In my opinion, I feel like every song in this project is like a cog wheel in the overall machine. If I had to be specific, the way the songs weave into each other is what I think will stand out in my artistic vision, creative essence and ultimately encapsulates the themes of the album. I wanted it to be chaotically unpredictable. I made it intentionally that all these chaotic parts make up one homogenous thing. I feel like I’m Dr. Frankenstein and this album is my monster.
How has the collaborative process with G.O.LD influenced your artistic growth and pushed you to explore new creative territories, and what valuable lessons or insights have you gained from collaborating with fellow artists?
Every creative project I am a part of, I try to find ways to create an opportunity for me to explore something new musically and philosophically. For example, “LIGHT MY FIRE!!!” was me trying to leave behind a maximalist, or my, “fixing by adding” mentality.
I was trying to practice my version of a “less is more” kind of approach which was very uncomfortable to me in the beginning. When Dyyo and I faced a production or songwriting problem, I always tried to ask the question, “What can we remove, or replace?” instead of “What can we add?”
There was no way for me to be truly minimalist in this project, but it was my first step into practicing writing with more intention and reason.
The very next project I worked on right afterwards was writing the music score and sound design for “Lyra & The Ferocious Beast” for Truepenny Productions. I took the philosophies I practiced while creating, “LIGHT MY FIRE!!!” and applied to the creating process for the play but I did so with even MORE intention. I had to consider the characters’ personalities for their themes, the overall settings, and specific moments that happened. It was an opportunity for me to learn what was musically “just enough” or “needed” at any specific moment.
Regarding your singles "Say So," "Dimmer," "Pyro," and "Hold Me," can you provide more in-depth explanations about the stories, emotions, or personal experiences that inspired these songs, and how they contribute to the overall narrative and trajectory of your musical journey?
When Dyyo and I were working on G.O.L.D we really were honing in on the idea of relationships, love and lost love.

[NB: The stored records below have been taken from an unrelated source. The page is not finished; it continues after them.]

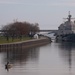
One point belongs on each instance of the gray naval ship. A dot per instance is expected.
(66, 31)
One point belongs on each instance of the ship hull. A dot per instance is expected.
(67, 38)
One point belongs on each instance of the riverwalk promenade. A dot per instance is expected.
(25, 44)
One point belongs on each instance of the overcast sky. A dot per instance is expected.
(48, 13)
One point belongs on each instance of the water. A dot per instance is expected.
(50, 59)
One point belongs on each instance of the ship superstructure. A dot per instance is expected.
(66, 31)
(67, 27)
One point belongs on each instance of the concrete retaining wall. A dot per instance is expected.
(25, 44)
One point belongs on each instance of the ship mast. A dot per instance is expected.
(69, 17)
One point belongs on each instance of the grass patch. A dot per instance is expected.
(4, 40)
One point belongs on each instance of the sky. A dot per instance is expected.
(48, 14)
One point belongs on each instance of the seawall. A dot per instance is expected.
(25, 44)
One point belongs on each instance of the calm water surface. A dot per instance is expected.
(50, 59)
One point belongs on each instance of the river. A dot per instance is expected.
(51, 59)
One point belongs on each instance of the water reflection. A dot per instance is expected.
(66, 49)
(19, 56)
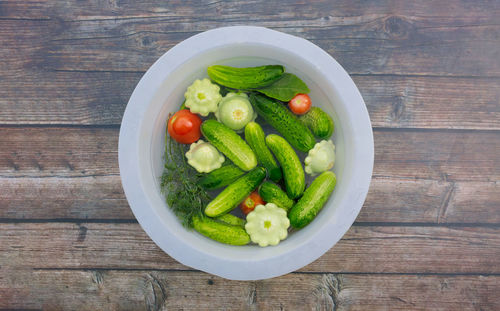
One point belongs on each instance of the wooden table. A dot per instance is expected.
(428, 236)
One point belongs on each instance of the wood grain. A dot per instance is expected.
(70, 152)
(91, 197)
(389, 200)
(387, 40)
(99, 98)
(160, 290)
(370, 249)
(435, 177)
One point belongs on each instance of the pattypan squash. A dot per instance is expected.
(202, 97)
(235, 111)
(267, 224)
(320, 158)
(204, 157)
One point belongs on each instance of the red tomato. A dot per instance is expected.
(251, 202)
(184, 127)
(300, 104)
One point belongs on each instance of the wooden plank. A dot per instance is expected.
(449, 156)
(258, 10)
(99, 98)
(78, 98)
(162, 290)
(461, 42)
(43, 152)
(431, 102)
(92, 197)
(370, 249)
(389, 200)
(419, 176)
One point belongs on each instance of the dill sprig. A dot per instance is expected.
(179, 184)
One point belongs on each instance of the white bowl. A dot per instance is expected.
(161, 90)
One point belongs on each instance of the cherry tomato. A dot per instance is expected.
(251, 202)
(300, 104)
(184, 127)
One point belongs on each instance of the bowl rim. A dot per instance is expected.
(131, 175)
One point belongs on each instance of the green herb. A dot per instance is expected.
(179, 184)
(285, 88)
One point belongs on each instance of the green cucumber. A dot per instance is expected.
(220, 177)
(284, 121)
(235, 193)
(293, 172)
(319, 122)
(230, 144)
(220, 231)
(255, 137)
(272, 193)
(231, 220)
(245, 78)
(313, 200)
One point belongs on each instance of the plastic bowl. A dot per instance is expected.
(161, 90)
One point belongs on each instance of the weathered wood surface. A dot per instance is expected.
(418, 176)
(75, 152)
(99, 98)
(375, 38)
(167, 290)
(428, 236)
(389, 200)
(366, 249)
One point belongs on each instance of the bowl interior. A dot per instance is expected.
(169, 97)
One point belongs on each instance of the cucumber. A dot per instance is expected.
(230, 144)
(220, 231)
(231, 220)
(319, 122)
(245, 78)
(313, 200)
(255, 137)
(236, 192)
(220, 177)
(293, 171)
(284, 121)
(272, 193)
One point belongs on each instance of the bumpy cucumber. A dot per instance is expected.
(230, 144)
(313, 200)
(284, 121)
(293, 171)
(319, 122)
(236, 192)
(245, 78)
(220, 231)
(231, 220)
(272, 193)
(220, 177)
(255, 137)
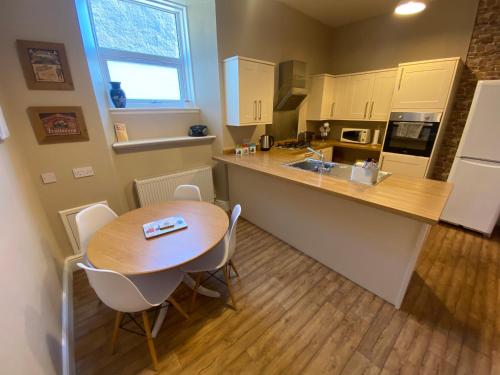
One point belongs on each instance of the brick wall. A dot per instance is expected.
(482, 63)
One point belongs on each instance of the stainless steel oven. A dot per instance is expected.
(412, 133)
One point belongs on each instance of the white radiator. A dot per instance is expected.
(161, 188)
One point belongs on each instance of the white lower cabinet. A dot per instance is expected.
(407, 165)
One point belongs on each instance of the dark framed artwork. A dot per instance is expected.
(58, 124)
(45, 65)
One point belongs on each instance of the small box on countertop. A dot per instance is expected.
(367, 175)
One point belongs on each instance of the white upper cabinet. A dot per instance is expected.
(424, 85)
(341, 92)
(360, 96)
(383, 89)
(249, 91)
(320, 97)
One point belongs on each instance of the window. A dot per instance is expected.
(144, 45)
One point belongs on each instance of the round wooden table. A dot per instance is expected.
(121, 246)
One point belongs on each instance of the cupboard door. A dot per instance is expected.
(424, 86)
(406, 165)
(341, 92)
(383, 89)
(248, 79)
(361, 88)
(320, 98)
(265, 95)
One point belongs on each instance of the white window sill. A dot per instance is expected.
(155, 143)
(152, 110)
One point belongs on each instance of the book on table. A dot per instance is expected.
(162, 226)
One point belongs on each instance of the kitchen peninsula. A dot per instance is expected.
(369, 234)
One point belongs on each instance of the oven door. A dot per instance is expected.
(411, 137)
(351, 136)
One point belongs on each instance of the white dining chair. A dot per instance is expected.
(187, 193)
(216, 259)
(134, 294)
(90, 220)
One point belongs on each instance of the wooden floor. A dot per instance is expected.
(296, 316)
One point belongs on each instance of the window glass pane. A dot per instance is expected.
(133, 27)
(144, 81)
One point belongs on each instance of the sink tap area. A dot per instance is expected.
(336, 170)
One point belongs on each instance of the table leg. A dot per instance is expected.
(188, 280)
(159, 321)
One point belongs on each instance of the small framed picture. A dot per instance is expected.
(58, 124)
(45, 65)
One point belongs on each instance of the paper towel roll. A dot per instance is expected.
(4, 131)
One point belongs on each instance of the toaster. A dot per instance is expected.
(198, 131)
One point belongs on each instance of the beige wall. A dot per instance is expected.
(270, 31)
(114, 173)
(30, 269)
(442, 30)
(55, 21)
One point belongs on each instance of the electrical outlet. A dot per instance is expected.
(83, 172)
(48, 177)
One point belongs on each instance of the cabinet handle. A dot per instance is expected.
(331, 109)
(400, 79)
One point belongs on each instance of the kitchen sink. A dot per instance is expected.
(336, 170)
(311, 165)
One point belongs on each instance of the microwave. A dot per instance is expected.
(356, 135)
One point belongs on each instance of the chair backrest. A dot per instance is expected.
(230, 239)
(187, 193)
(90, 220)
(116, 290)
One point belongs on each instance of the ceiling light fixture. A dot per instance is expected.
(407, 7)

All of those songs you mentioned started with me and Dyyo meeting up, I got on my computer and just started writing a loop on how I felt that day. Dyyo would then reciprocate what I created and respond with lyrics on how he’s been feeling but in a zoomed out lens that he tries to write so that way anyone can really relate to what he’s saying. After I get a feel for what he’s trying to convey, I would go deeper in the production so that way the instrumental can match the energy of the lyrics and feelings he is trying to say.
But we tried to keep it within the same narrative of a relationship that is found, that is then eventually lost and all the feelings in between.
I believe “LIGHT MY FIRE!!!” was a moment for me to really attempt something completely different for myself. Dyyo and I learned so many insights and skills from each other while working on that album.
Matter of fact, I was still working on and editing “SIMULATION & SIMULACRA” while working on “LIGHT MY FIRE!!!” at the same time. I always felt that production-wise they are two sides of the same coin stylistically for me.
Looking towards the future, what are your long-term aspirations and goals as an underground artist, and how do you envision pushing boundaries, leaving a lasting impact, and continually evolving your artistry within the ever-changing music industry, beyond the release of "SIMULATION & SIMULACRA"?
I can only aim to be more real and honest in my own artistry; as I am learning to be to myself, and to others. I think the next evolution of myself will happen when I really make the connection to my past, my roots, and culture and find a way to respect and honor those things today. In a world where things just don’t feel real anymore, I just want to be more authentic and only hope that it will translate the same way into my art.